Dengan demikian, para dokter Indonesia sebaiknya ikut terpanggil untuk melakukan penelitian kedokteran dan pendekatan medis dalam perpolitikan nasional. Penelitian tentang biologi politik memang tidak mudah dilakukan, tetapi paling tidak para dokter seharusnya mengedukasi para pasiennya sebagai warga bangsa, agar dapat menangkal pola pikir radikalisasi.
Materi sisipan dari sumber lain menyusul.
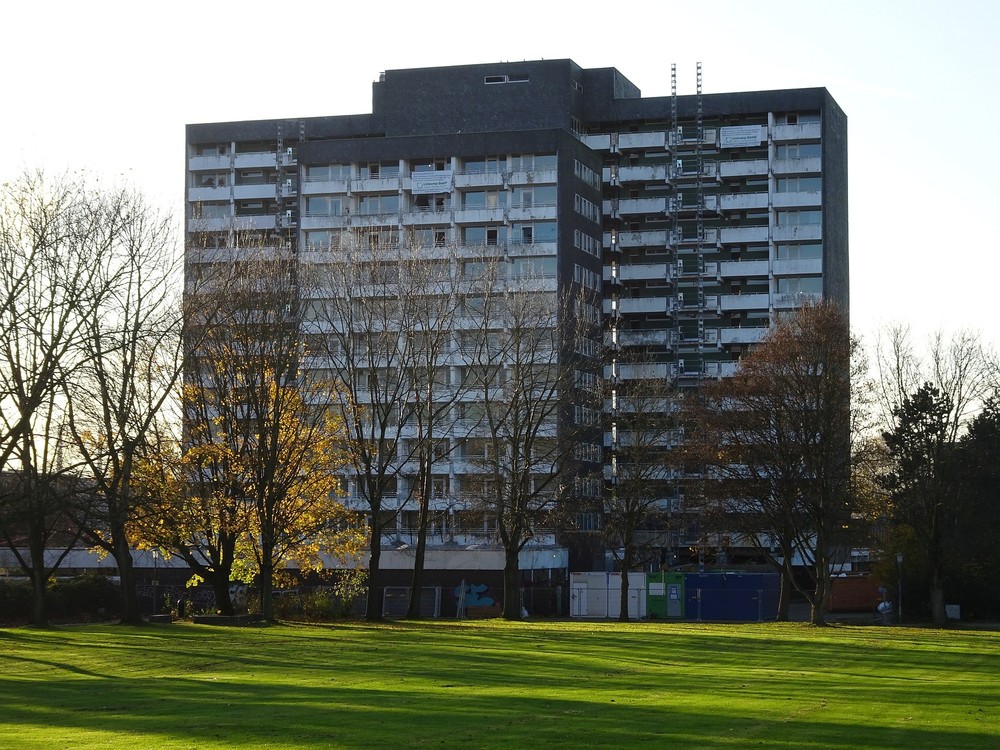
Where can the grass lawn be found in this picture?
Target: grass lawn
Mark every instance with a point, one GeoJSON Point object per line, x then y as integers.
{"type": "Point", "coordinates": [497, 684]}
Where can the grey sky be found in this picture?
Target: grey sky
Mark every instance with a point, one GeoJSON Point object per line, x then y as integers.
{"type": "Point", "coordinates": [108, 86]}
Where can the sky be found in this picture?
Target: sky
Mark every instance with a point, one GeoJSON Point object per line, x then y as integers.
{"type": "Point", "coordinates": [108, 86]}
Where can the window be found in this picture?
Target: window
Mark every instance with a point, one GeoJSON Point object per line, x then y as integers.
{"type": "Point", "coordinates": [506, 78]}
{"type": "Point", "coordinates": [383, 169]}
{"type": "Point", "coordinates": [322, 205]}
{"type": "Point", "coordinates": [484, 235]}
{"type": "Point", "coordinates": [586, 174]}
{"type": "Point", "coordinates": [534, 268]}
{"type": "Point", "coordinates": [799, 251]}
{"type": "Point", "coordinates": [211, 149]}
{"type": "Point", "coordinates": [211, 210]}
{"type": "Point", "coordinates": [531, 234]}
{"type": "Point", "coordinates": [486, 164]}
{"type": "Point", "coordinates": [254, 208]}
{"type": "Point", "coordinates": [797, 118]}
{"type": "Point", "coordinates": [800, 184]}
{"type": "Point", "coordinates": [484, 199]}
{"type": "Point", "coordinates": [529, 162]}
{"type": "Point", "coordinates": [431, 202]}
{"type": "Point", "coordinates": [325, 172]}
{"type": "Point", "coordinates": [211, 179]}
{"type": "Point", "coordinates": [796, 285]}
{"type": "Point", "coordinates": [799, 151]}
{"type": "Point", "coordinates": [378, 204]}
{"type": "Point", "coordinates": [528, 197]}
{"type": "Point", "coordinates": [586, 278]}
{"type": "Point", "coordinates": [799, 218]}
{"type": "Point", "coordinates": [586, 208]}
{"type": "Point", "coordinates": [589, 245]}
{"type": "Point", "coordinates": [319, 240]}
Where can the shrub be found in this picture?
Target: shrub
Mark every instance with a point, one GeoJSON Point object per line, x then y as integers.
{"type": "Point", "coordinates": [15, 601]}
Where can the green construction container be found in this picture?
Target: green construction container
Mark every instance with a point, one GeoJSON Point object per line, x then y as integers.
{"type": "Point", "coordinates": [665, 595]}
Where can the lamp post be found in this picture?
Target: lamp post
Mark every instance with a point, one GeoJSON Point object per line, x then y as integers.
{"type": "Point", "coordinates": [899, 584]}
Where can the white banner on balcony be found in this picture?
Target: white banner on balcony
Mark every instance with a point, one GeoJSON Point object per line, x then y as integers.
{"type": "Point", "coordinates": [425, 183]}
{"type": "Point", "coordinates": [740, 136]}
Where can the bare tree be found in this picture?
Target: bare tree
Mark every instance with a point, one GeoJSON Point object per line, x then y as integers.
{"type": "Point", "coordinates": [356, 324]}
{"type": "Point", "coordinates": [56, 241]}
{"type": "Point", "coordinates": [131, 362]}
{"type": "Point", "coordinates": [927, 404]}
{"type": "Point", "coordinates": [431, 310]}
{"type": "Point", "coordinates": [778, 436]}
{"type": "Point", "coordinates": [523, 366]}
{"type": "Point", "coordinates": [645, 466]}
{"type": "Point", "coordinates": [282, 454]}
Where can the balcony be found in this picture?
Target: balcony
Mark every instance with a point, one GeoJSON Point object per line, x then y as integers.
{"type": "Point", "coordinates": [533, 176]}
{"type": "Point", "coordinates": [240, 223]}
{"type": "Point", "coordinates": [798, 299]}
{"type": "Point", "coordinates": [377, 184]}
{"type": "Point", "coordinates": [325, 187]}
{"type": "Point", "coordinates": [251, 192]}
{"type": "Point", "coordinates": [645, 271]}
{"type": "Point", "coordinates": [538, 212]}
{"type": "Point", "coordinates": [721, 369]}
{"type": "Point", "coordinates": [743, 235]}
{"type": "Point", "coordinates": [655, 140]}
{"type": "Point", "coordinates": [479, 216]}
{"type": "Point", "coordinates": [794, 200]}
{"type": "Point", "coordinates": [631, 306]}
{"type": "Point", "coordinates": [600, 142]}
{"type": "Point", "coordinates": [654, 238]}
{"type": "Point", "coordinates": [630, 206]}
{"type": "Point", "coordinates": [198, 195]}
{"type": "Point", "coordinates": [214, 163]}
{"type": "Point", "coordinates": [798, 267]}
{"type": "Point", "coordinates": [806, 131]}
{"type": "Point", "coordinates": [745, 168]}
{"type": "Point", "coordinates": [743, 268]}
{"type": "Point", "coordinates": [642, 173]}
{"type": "Point", "coordinates": [255, 159]}
{"type": "Point", "coordinates": [730, 302]}
{"type": "Point", "coordinates": [811, 165]}
{"type": "Point", "coordinates": [742, 335]}
{"type": "Point", "coordinates": [323, 221]}
{"type": "Point", "coordinates": [646, 371]}
{"type": "Point", "coordinates": [743, 201]}
{"type": "Point", "coordinates": [803, 232]}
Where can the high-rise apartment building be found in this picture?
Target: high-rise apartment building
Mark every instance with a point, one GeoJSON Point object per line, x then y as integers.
{"type": "Point", "coordinates": [696, 219]}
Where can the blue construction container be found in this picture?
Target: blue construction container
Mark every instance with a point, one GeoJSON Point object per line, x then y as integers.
{"type": "Point", "coordinates": [731, 596]}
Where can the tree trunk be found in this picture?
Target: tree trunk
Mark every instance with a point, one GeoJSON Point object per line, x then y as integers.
{"type": "Point", "coordinates": [131, 613]}
{"type": "Point", "coordinates": [784, 596]}
{"type": "Point", "coordinates": [373, 611]}
{"type": "Point", "coordinates": [938, 613]}
{"type": "Point", "coordinates": [223, 600]}
{"type": "Point", "coordinates": [39, 606]}
{"type": "Point", "coordinates": [417, 581]}
{"type": "Point", "coordinates": [511, 585]}
{"type": "Point", "coordinates": [818, 597]}
{"type": "Point", "coordinates": [623, 589]}
{"type": "Point", "coordinates": [266, 584]}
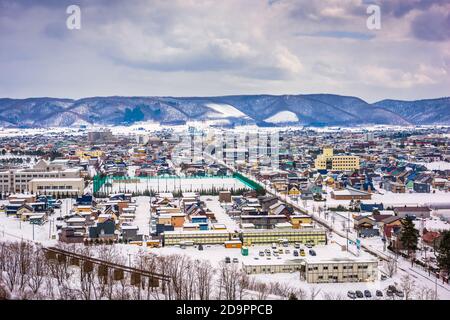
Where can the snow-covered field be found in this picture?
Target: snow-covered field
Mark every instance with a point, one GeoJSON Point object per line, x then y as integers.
{"type": "Point", "coordinates": [176, 184]}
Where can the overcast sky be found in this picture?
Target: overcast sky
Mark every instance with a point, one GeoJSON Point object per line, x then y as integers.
{"type": "Point", "coordinates": [222, 47]}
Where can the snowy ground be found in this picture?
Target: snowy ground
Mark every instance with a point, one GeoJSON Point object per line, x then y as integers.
{"type": "Point", "coordinates": [212, 203]}
{"type": "Point", "coordinates": [13, 228]}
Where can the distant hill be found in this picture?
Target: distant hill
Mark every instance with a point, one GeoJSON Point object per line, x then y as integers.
{"type": "Point", "coordinates": [432, 111]}
{"type": "Point", "coordinates": [264, 110]}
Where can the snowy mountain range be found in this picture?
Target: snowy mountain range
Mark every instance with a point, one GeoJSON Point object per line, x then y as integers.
{"type": "Point", "coordinates": [263, 110]}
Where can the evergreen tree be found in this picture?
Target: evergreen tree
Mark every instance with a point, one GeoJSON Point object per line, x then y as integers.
{"type": "Point", "coordinates": [292, 296]}
{"type": "Point", "coordinates": [442, 249]}
{"type": "Point", "coordinates": [409, 236]}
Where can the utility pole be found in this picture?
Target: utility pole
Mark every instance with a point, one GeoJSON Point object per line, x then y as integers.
{"type": "Point", "coordinates": [348, 222]}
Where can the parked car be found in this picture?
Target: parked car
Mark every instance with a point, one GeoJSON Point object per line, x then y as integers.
{"type": "Point", "coordinates": [399, 293]}
{"type": "Point", "coordinates": [351, 295]}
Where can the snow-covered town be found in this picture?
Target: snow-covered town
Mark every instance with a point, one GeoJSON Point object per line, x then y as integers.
{"type": "Point", "coordinates": [213, 159]}
{"type": "Point", "coordinates": [145, 211]}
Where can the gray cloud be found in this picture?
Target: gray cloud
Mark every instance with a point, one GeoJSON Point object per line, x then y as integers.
{"type": "Point", "coordinates": [432, 26]}
{"type": "Point", "coordinates": [191, 47]}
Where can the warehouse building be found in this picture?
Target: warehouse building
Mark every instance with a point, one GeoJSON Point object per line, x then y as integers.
{"type": "Point", "coordinates": [261, 236]}
{"type": "Point", "coordinates": [171, 238]}
{"type": "Point", "coordinates": [57, 186]}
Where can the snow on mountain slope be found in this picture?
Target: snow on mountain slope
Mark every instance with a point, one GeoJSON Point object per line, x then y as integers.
{"type": "Point", "coordinates": [226, 110]}
{"type": "Point", "coordinates": [282, 117]}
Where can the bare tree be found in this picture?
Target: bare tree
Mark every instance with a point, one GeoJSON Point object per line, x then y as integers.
{"type": "Point", "coordinates": [313, 292]}
{"type": "Point", "coordinates": [390, 267]}
{"type": "Point", "coordinates": [407, 284]}
{"type": "Point", "coordinates": [204, 276]}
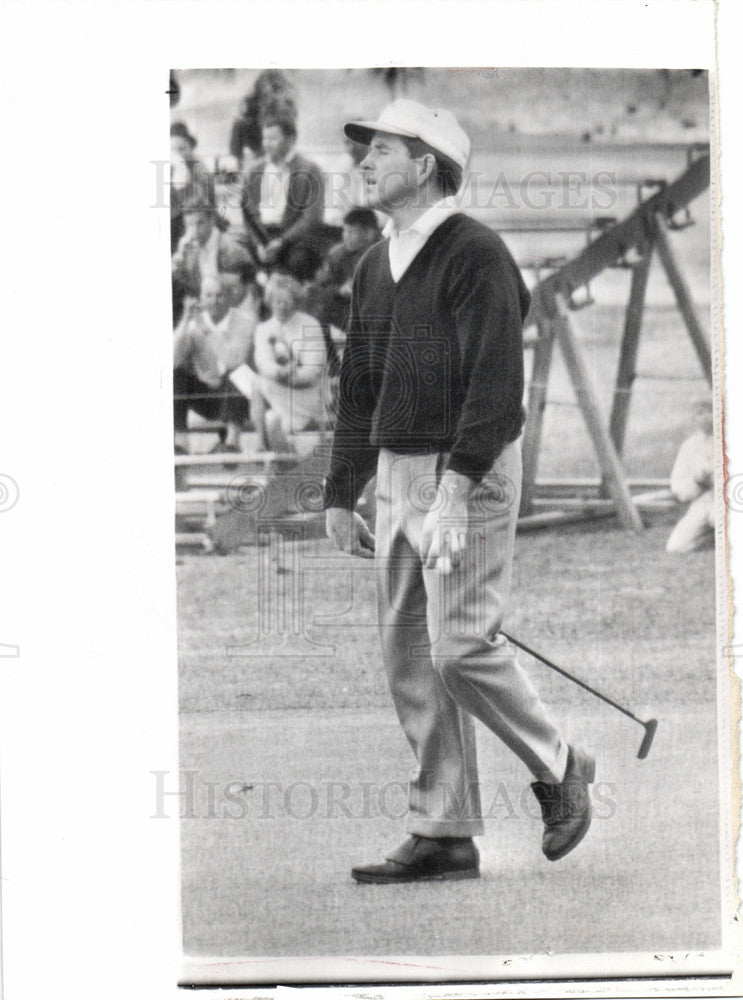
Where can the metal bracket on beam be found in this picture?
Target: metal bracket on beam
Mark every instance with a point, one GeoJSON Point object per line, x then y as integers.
{"type": "Point", "coordinates": [644, 188]}
{"type": "Point", "coordinates": [579, 298]}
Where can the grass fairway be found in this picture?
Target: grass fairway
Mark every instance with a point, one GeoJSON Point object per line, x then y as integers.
{"type": "Point", "coordinates": [265, 866]}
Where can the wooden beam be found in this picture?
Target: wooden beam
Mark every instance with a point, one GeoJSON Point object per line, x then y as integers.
{"type": "Point", "coordinates": [536, 403]}
{"type": "Point", "coordinates": [626, 369]}
{"type": "Point", "coordinates": [614, 244]}
{"type": "Point", "coordinates": [609, 461]}
{"type": "Point", "coordinates": [683, 296]}
{"type": "Point", "coordinates": [554, 518]}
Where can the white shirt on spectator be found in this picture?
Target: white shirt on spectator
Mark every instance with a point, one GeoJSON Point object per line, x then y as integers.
{"type": "Point", "coordinates": [274, 191]}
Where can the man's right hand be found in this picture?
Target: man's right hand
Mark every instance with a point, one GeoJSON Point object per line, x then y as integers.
{"type": "Point", "coordinates": [349, 532]}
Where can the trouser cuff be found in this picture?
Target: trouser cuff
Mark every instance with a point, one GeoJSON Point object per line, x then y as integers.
{"type": "Point", "coordinates": [423, 827]}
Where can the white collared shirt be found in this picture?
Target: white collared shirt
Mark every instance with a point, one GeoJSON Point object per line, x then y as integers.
{"type": "Point", "coordinates": [405, 245]}
{"type": "Point", "coordinates": [274, 191]}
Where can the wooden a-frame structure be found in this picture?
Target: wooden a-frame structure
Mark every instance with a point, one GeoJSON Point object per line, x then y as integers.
{"type": "Point", "coordinates": [628, 244]}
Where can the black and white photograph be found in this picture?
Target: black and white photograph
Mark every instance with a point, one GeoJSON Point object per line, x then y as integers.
{"type": "Point", "coordinates": [446, 437]}
{"type": "Point", "coordinates": [370, 499]}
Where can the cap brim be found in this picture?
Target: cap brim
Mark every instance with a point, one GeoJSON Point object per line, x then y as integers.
{"type": "Point", "coordinates": [364, 132]}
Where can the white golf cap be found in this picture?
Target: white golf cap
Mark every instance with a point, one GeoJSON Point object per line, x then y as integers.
{"type": "Point", "coordinates": [437, 127]}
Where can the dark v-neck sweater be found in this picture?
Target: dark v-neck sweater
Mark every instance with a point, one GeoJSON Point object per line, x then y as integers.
{"type": "Point", "coordinates": [433, 363]}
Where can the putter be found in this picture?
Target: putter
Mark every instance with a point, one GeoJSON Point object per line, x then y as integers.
{"type": "Point", "coordinates": [650, 726]}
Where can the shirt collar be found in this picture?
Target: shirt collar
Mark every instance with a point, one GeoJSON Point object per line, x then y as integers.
{"type": "Point", "coordinates": [426, 223]}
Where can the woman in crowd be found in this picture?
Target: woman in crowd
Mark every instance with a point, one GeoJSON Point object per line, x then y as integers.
{"type": "Point", "coordinates": [189, 179]}
{"type": "Point", "coordinates": [272, 91]}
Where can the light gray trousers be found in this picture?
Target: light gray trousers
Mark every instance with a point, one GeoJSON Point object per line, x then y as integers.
{"type": "Point", "coordinates": [444, 659]}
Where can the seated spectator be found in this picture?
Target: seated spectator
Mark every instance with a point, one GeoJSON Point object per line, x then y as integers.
{"type": "Point", "coordinates": [330, 295]}
{"type": "Point", "coordinates": [283, 203]}
{"type": "Point", "coordinates": [211, 340]}
{"type": "Point", "coordinates": [242, 291]}
{"type": "Point", "coordinates": [345, 183]}
{"type": "Point", "coordinates": [272, 91]}
{"type": "Point", "coordinates": [692, 482]}
{"type": "Point", "coordinates": [202, 251]}
{"type": "Point", "coordinates": [189, 179]}
{"type": "Point", "coordinates": [289, 365]}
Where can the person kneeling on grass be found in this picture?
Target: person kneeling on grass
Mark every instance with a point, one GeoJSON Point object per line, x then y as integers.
{"type": "Point", "coordinates": [692, 482]}
{"type": "Point", "coordinates": [289, 365]}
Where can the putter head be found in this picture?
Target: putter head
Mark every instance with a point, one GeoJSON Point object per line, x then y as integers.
{"type": "Point", "coordinates": [647, 741]}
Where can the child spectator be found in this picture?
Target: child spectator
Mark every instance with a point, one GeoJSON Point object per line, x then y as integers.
{"type": "Point", "coordinates": [211, 340]}
{"type": "Point", "coordinates": [203, 251]}
{"type": "Point", "coordinates": [289, 363]}
{"type": "Point", "coordinates": [272, 91]}
{"type": "Point", "coordinates": [692, 482]}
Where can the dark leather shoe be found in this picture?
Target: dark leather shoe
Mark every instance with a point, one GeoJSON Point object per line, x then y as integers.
{"type": "Point", "coordinates": [421, 859]}
{"type": "Point", "coordinates": [566, 808]}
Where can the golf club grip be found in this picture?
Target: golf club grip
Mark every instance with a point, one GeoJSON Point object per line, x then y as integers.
{"type": "Point", "coordinates": [575, 680]}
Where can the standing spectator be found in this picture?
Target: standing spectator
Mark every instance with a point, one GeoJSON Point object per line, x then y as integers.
{"type": "Point", "coordinates": [211, 340]}
{"type": "Point", "coordinates": [272, 91]}
{"type": "Point", "coordinates": [283, 203]}
{"type": "Point", "coordinates": [692, 482]}
{"type": "Point", "coordinates": [189, 179]}
{"type": "Point", "coordinates": [203, 250]}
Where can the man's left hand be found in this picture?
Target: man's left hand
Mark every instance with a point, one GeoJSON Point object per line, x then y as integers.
{"type": "Point", "coordinates": [444, 540]}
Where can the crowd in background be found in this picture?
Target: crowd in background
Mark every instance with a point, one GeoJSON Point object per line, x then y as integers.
{"type": "Point", "coordinates": [260, 306]}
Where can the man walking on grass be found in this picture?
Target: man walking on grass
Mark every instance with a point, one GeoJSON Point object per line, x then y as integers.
{"type": "Point", "coordinates": [431, 401]}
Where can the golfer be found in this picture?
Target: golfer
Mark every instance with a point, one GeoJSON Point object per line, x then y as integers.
{"type": "Point", "coordinates": [431, 401]}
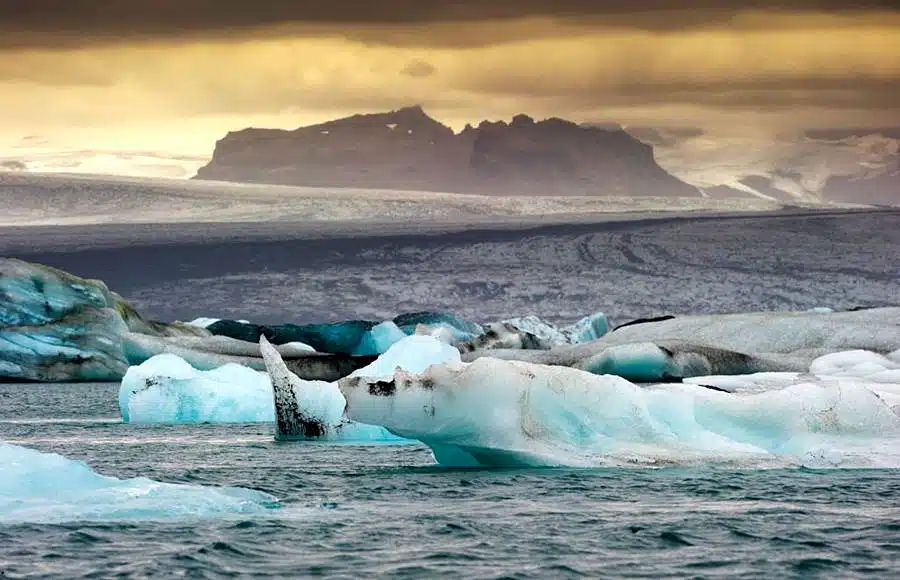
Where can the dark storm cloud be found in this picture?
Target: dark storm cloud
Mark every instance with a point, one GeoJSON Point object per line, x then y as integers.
{"type": "Point", "coordinates": [51, 23]}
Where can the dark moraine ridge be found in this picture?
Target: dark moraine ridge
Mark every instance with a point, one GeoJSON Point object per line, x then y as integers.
{"type": "Point", "coordinates": [629, 269]}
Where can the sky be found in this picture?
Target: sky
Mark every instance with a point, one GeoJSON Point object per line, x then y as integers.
{"type": "Point", "coordinates": [178, 74]}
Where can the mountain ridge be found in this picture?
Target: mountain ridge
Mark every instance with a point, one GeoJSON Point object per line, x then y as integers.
{"type": "Point", "coordinates": [406, 149]}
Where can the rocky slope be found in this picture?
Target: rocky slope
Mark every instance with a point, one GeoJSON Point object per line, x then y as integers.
{"type": "Point", "coordinates": [408, 150]}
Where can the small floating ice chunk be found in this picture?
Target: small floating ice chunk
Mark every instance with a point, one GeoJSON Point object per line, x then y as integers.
{"type": "Point", "coordinates": [48, 488]}
{"type": "Point", "coordinates": [203, 322]}
{"type": "Point", "coordinates": [166, 389]}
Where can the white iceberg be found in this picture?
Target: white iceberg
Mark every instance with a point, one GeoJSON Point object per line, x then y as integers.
{"type": "Point", "coordinates": [315, 409]}
{"type": "Point", "coordinates": [510, 413]}
{"type": "Point", "coordinates": [48, 488]}
{"type": "Point", "coordinates": [166, 389]}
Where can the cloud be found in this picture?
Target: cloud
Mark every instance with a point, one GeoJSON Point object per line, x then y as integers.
{"type": "Point", "coordinates": [418, 68]}
{"type": "Point", "coordinates": [54, 23]}
{"type": "Point", "coordinates": [780, 70]}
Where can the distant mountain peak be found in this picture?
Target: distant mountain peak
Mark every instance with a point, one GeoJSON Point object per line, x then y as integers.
{"type": "Point", "coordinates": [407, 149]}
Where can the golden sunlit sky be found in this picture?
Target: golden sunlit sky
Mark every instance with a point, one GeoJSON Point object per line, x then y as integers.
{"type": "Point", "coordinates": [181, 73]}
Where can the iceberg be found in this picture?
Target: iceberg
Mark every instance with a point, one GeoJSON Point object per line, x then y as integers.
{"type": "Point", "coordinates": [510, 413]}
{"type": "Point", "coordinates": [314, 410]}
{"type": "Point", "coordinates": [350, 337]}
{"type": "Point", "coordinates": [166, 389]}
{"type": "Point", "coordinates": [84, 345]}
{"type": "Point", "coordinates": [587, 329]}
{"type": "Point", "coordinates": [55, 326]}
{"type": "Point", "coordinates": [379, 339]}
{"type": "Point", "coordinates": [40, 487]}
{"type": "Point", "coordinates": [461, 329]}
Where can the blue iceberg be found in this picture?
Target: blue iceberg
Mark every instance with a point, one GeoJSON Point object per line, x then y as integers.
{"type": "Point", "coordinates": [48, 488]}
{"type": "Point", "coordinates": [166, 389]}
{"type": "Point", "coordinates": [55, 326]}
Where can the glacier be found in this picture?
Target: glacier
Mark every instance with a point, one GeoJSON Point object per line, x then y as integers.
{"type": "Point", "coordinates": [494, 413]}
{"type": "Point", "coordinates": [55, 326]}
{"type": "Point", "coordinates": [38, 487]}
{"type": "Point", "coordinates": [314, 410]}
{"type": "Point", "coordinates": [587, 329]}
{"type": "Point", "coordinates": [674, 348]}
{"type": "Point", "coordinates": [349, 337]}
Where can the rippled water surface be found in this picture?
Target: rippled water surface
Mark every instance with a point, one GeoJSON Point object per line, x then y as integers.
{"type": "Point", "coordinates": [387, 511]}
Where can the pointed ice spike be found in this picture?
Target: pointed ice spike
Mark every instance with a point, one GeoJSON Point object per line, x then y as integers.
{"type": "Point", "coordinates": [290, 422]}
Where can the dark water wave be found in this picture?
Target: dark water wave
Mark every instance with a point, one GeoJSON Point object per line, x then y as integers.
{"type": "Point", "coordinates": [388, 511]}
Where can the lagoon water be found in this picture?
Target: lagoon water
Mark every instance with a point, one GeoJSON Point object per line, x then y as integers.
{"type": "Point", "coordinates": [352, 511]}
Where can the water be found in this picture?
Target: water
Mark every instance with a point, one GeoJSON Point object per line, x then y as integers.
{"type": "Point", "coordinates": [356, 511]}
{"type": "Point", "coordinates": [387, 510]}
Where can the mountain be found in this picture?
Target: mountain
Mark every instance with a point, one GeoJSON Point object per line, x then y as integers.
{"type": "Point", "coordinates": [408, 150]}
{"type": "Point", "coordinates": [824, 165]}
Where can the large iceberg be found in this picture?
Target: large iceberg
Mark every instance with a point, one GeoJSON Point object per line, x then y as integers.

Selain itu, juga dengan mengajarkan nilai-nilai rasional seperti agar tetap merasa nyaman dengan ketidaksempurnaan, menoleransi perbedaan, dan tidak mengidealkan sebuah utopia. Asuhan medis seperti ini singkat kata dinamakan *moderasi.

Oleh sebab itu, dokter dan segenap warga bangsa NKRI seharusnya memecahkan masalah politik dengan instrumen berfikir dan asuhan medis paripurna, yaitu sesuai dengan ideologi dan karakteristik bangsa, berdasarkan Pancasila.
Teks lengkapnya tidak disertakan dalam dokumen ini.